Thursday, 10 December 2015

Keytruda, and why Pharmac looks for the best value treatments

I was privileged to attend a presentation by Professor Sir Michael Marmot on Tuesday. It was on inequality and health (which I'm not going to talk about in this post), and one of the points he made struck me - Sir Michael suggested that he doesn't make the economic case for reducing health inequality, he makes the moral case.

The reason that comment struck me is that economists are often unfairly characterised as not having regard for the moral case, particularly in the context of the allocation of health care spending. However, I'm not convinced that the moral case and the economic case for how health care spending is allocated are necessarily different. Toby Ord makes an outstanding moral argument in favour of allocating global health resources on the basis of cost-effectiveness (I recommend this excellent essay). Ill spend the rest of the post demonstrating why, using the example of Pharmac funding (or rather non-funding) of the new cancer drug Keytruda, that is currently big news in New Zealand (see here and here and here).

First, it is worth noting that Pharmac essentially has a fixed budget, which has increased from about $635 million in 2008 to $795 million in 2015. Pharmac uses that money to provide treatments at free or subsidised cost to New Zealanders. However, Pharmac can't provide an unlimited amount of treatments because its funding is limited. So, naturally it looks for the best value treatments.

What are the best value treatments? In the simplest terms, the best value treatments are the treatments that provide the most health benefits per dollar spent. A low-cost treatment that provides a large increase in health for patients is considered to be superior to a high-cost treatment that provides a small improvement in health.

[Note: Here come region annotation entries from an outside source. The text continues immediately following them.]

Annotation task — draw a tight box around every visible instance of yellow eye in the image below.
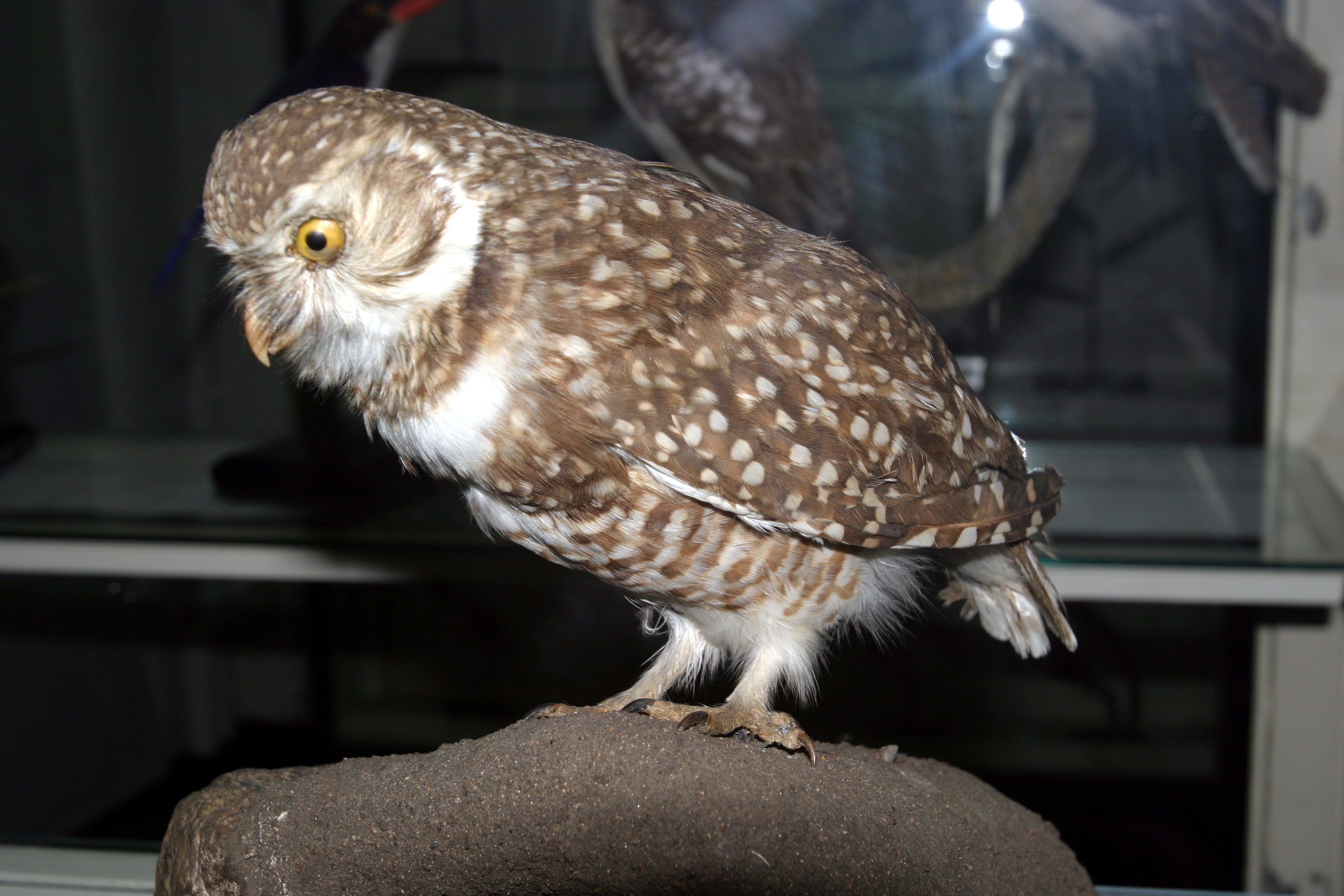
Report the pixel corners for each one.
[294,217,346,265]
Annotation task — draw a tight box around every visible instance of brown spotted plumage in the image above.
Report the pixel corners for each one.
[204,89,1074,763]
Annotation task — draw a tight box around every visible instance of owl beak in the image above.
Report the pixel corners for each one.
[243,308,270,367]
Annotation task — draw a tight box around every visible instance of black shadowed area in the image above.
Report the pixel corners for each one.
[156,713,1096,896]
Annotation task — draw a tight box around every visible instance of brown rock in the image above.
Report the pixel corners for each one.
[156,713,1096,896]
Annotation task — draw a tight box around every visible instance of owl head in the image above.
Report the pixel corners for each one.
[204,88,483,387]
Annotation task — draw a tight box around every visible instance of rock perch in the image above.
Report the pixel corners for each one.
[154,713,1096,896]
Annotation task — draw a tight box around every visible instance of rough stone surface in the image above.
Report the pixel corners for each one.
[156,713,1096,896]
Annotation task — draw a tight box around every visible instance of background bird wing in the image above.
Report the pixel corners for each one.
[588,243,1062,547]
[594,0,852,235]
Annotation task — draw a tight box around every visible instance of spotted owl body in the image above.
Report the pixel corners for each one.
[206,89,1072,731]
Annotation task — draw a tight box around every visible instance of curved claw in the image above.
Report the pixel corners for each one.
[522,703,574,721]
[621,697,657,716]
[798,731,817,766]
[677,709,710,731]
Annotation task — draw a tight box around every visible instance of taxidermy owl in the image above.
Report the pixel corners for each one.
[204,88,1075,752]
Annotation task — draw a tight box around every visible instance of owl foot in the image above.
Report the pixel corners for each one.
[523,703,578,721]
[621,697,817,764]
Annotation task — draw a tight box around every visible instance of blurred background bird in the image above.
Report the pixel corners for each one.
[592,0,1326,313]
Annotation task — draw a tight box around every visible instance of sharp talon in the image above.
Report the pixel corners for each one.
[621,697,656,716]
[523,703,560,721]
[677,709,710,731]
[798,731,817,766]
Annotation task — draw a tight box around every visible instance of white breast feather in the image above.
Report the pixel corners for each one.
[378,355,518,478]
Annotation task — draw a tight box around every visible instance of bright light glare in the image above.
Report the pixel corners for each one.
[985,0,1027,31]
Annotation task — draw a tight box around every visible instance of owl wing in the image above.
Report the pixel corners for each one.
[603,243,1063,548]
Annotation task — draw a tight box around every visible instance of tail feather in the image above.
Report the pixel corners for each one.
[941,541,1078,657]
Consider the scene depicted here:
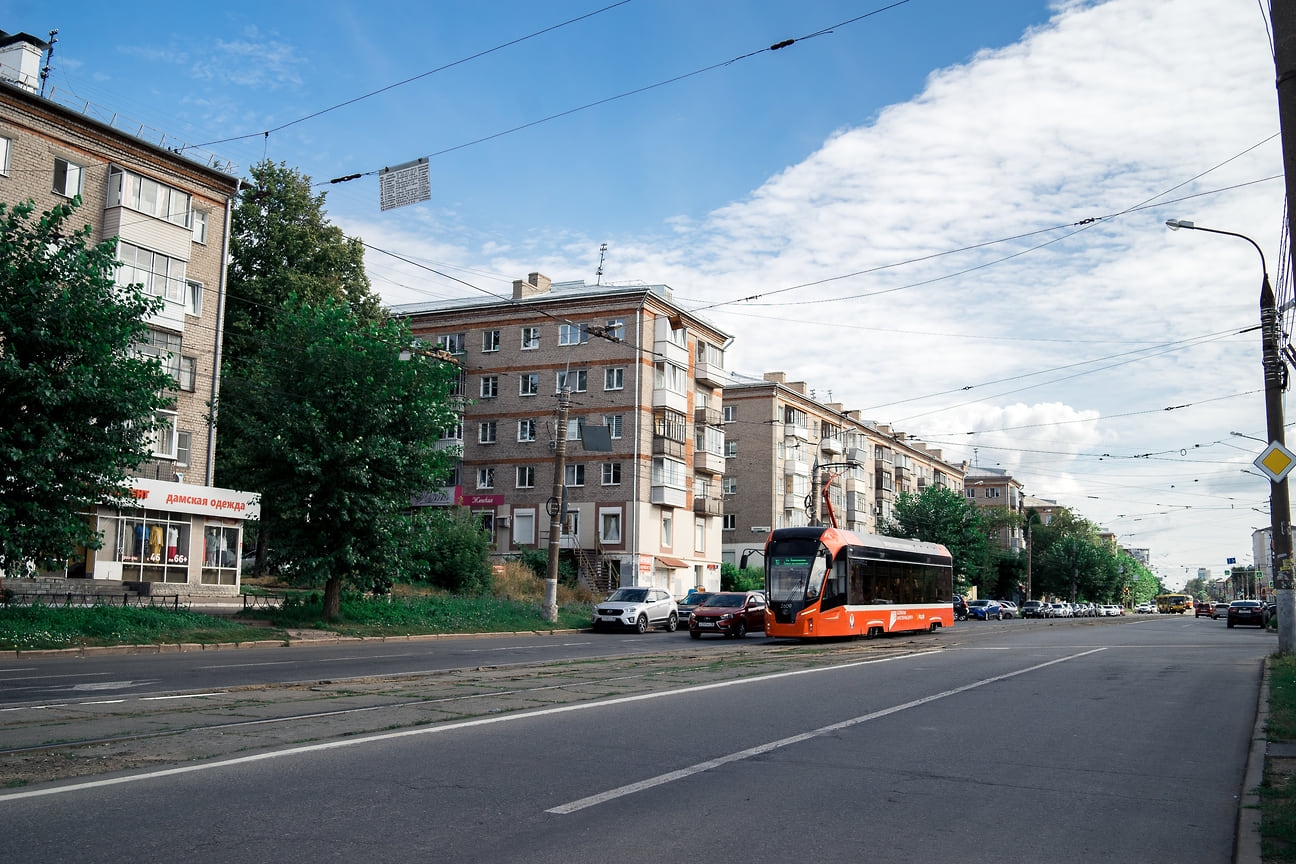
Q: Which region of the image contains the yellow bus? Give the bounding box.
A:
[1156,595,1192,615]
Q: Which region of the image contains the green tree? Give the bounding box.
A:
[215,298,459,619]
[410,506,491,593]
[226,159,375,347]
[0,198,175,574]
[877,486,998,589]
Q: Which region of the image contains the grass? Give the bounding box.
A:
[0,562,594,650]
[1260,654,1296,861]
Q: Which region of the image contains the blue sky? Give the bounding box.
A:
[17,0,1291,582]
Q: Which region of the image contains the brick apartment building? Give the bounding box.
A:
[723,372,964,562]
[391,273,731,595]
[0,31,259,595]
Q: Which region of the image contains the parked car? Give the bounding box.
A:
[675,591,715,627]
[1021,600,1052,618]
[688,591,765,639]
[1229,600,1265,627]
[590,588,679,633]
[968,600,1003,620]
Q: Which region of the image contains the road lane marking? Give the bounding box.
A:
[0,649,943,803]
[544,648,1107,816]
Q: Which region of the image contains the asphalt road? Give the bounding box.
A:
[0,617,1275,864]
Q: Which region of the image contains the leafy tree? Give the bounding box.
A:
[226,159,385,347]
[0,198,174,573]
[877,486,998,595]
[215,298,457,619]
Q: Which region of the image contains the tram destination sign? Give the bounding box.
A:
[378,157,432,210]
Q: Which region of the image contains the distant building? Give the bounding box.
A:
[0,32,259,595]
[391,273,731,596]
[723,372,964,563]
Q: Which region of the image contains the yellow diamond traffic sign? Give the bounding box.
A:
[1253,440,1296,483]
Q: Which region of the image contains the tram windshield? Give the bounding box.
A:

Low-cost-high-benefit vs. high-cost-low-benefit is an easy comparison to make. But what about low-cost-low-benefit vs. high-cost-high-benefit? That is a little trickier. Economists use cost-effectiveness analysis to measure the cost of providing a given amount of health gains. If the health gains are measured in a common unit called a Quality-Adjusted Life Years (QALYs) then we call it cost-utility analysis (you can read more about QALYs here, as well as DALYs - an alternative measure). QALYs are essentially a measure of health that combines length of life and quality of life.

Using the gain in QALYs from each treatment as our measure of health benefits, a high-benefit treatment is one that provides more QALYs than a low-benefit treatment, and we can compare them in terms of the cost-per-QALY. The superior treatment is the one that has the lowest cost-per-QALY.

Following this model in the context of a limited pool of funds to pay for health care, then the treatments that are funded with higher priority then are the ones that have the lowest cost-per-QALY. This is essentially the model that the Pharmac follows, as do other countries such as the UK. The National Institute for Health and Care Excellence (NICE) sets a funding threshold of £30,000 per QALY - treatments that cost less than £30,000 per QALY are more likely to be funded, and those that cost more are less likely. In New Zealand, the effective cost-per-QALY for Pharmac-funded treatment was $35,714 for the last financial year.

Now consider Keytruda, a new 'wonder drug' for treating melanoma. The downside is that Keytruda is extremely expensive - $300,000 per patient for a two-year course of treatment. Of course the cost-per-QALY isn't calculated as simply as dividing that cost by two because patients may gain many years of healthy life as a result of treatment, but Pharmac rated Keytruda as "low priority", in part because of the high cost.

Andrew Little has suggested that Labour would override Pharmac's decision not to fund Keytruda if elected, and John Key has also wavered in the face of public demand for the drug. Would that be a good thing? Of course, it would be good for the melanoma patients who would receive Keytruda free or heavily subsidised. But, in the context of a limited funding pool for Pharmac, forcing the funding of Keytruda might mean that savings need to be made elsewhere [*], including treatments that provide a lower cost-per-QALY. So at the level of the New Zealand population, some QALYs would be gained from funding Keytruda, but even more QALYs would be lost because of the other treatments that would no longer be able to be funded.

And so, I hope you can see why the economic case and the moral case for the allocation of health care spending need not necessarily be different. By allocating scare health care resources using an economic case, we ensure the greatest health for all New Zealanders.

[*] Fortunately, neither political party is suggesting that funding for Keytruda would come out of Pharmac's existing limited budget. However, that doesn't mitigate the issue of overriding Pharmac's decision-making. Even if Pharmac's budget is increased to cover the cost of providing Keytruda to all eligible patients, there may be other treatments that have lower cost-per-QALY than Keytruda that are currently not funded but could have been within a larger Pharmac budget.